Managers are now overweight the US equities by 29%, an increase of 4 percentage points in the last month. They were 3% underweight the US in January, for comparison. Managers increased Japan to 27% overweight. They are just 3% overweight Europe. Meanwhile, emerging markets are now 18% underweight, the lowest since the survey began in 2001.
You can see from the data that it should be looked at from a contrarian perspective. Fund managers were overweight EEM more than any other market at the start of the year, and it has been the worst performer so far. They are now bearish EEM, so keep it on your radar. In comparison, they were 20% underweight Japan in December and it has been the best equity market by far in 2013. The US is now the largest consensus long.
Survey details are below.
- Cash (4.6%): Cash balances rose to 4.6% from 4.2% in June (vs 3.8% in January and February). Typical range is 3.5-5%. BAML has a 4.5% contrarian buy level but we consider over 5% to be a better signal. The increase in cash reflects the reduction in bond exposure. More on this indicator here.
- Equities (+52%): A net 52% are overweight global equities, a 9 percentage point increase from May (it peaked at 57% in March, the second highest equity exposure since the survey began in April 2001. In comparison, it was 35% in December 2012 when the rally was still young). More on this indicator here and see chart below.
- Bonds (-55%): A net 55% are now underweight bonds, an increase from 38% in May. In June, 81% expected long term rates to rise over the next 12 months, the highest level recorded by the survey since 2004.
- US (+29%): Managers are 29% overweight the US (an increase from 25% in June, 20% in May and April, 14% in March and 3% underweight in January). This is the highest weighting in more than 14 months.
- Japan (+27%): Managers are 27% overweight Japan, an increase from 17% in June. This is now close to the 31% overweight in May, which was the highest since 2006 (vs 20% underweight in December when the Japanese rally began).
- Europe (+3%): Europe was 3% overweight in July, an increase from 8% underweight in May and April but a decline from 6% overweight in June.
- EEM (-18%): EEM had been the most favored region (overweight 43% in February) but this fell to +3% in May, and further to 9% underweight in June and now 18% underweight in July, the lowest since the survey began in 2001. 44% say it has the worst profit outlook of any region in the world.

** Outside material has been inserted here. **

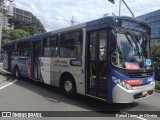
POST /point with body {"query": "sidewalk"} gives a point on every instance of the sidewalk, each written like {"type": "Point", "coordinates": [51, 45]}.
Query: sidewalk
{"type": "Point", "coordinates": [3, 74]}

For China in particular, 65% do not expect its growth to strengthen in the next 12 months; for comparison, in December, 67% expected growth to strengthen in the next 12 months.
- Commodities (-26%): Commodities were a record 32% underweight in June (vs 1% underweight in February), but this was reduced to 26% underweight in July. The commodity weighting goes in hand with skepticism over China and EEM.
- Currencies: 83% expect the dollar to rise in value over then next 12 months. This is the largest bullish position on the dollar since the survey began.
- Macro: 52% expect a stronger global economy over the next 12 months, up 4 percentage points since May.
A net 52% of fund managers are overweight global equities, a 9 percentage point increase from May. Over 50% represents a high level of bullishness.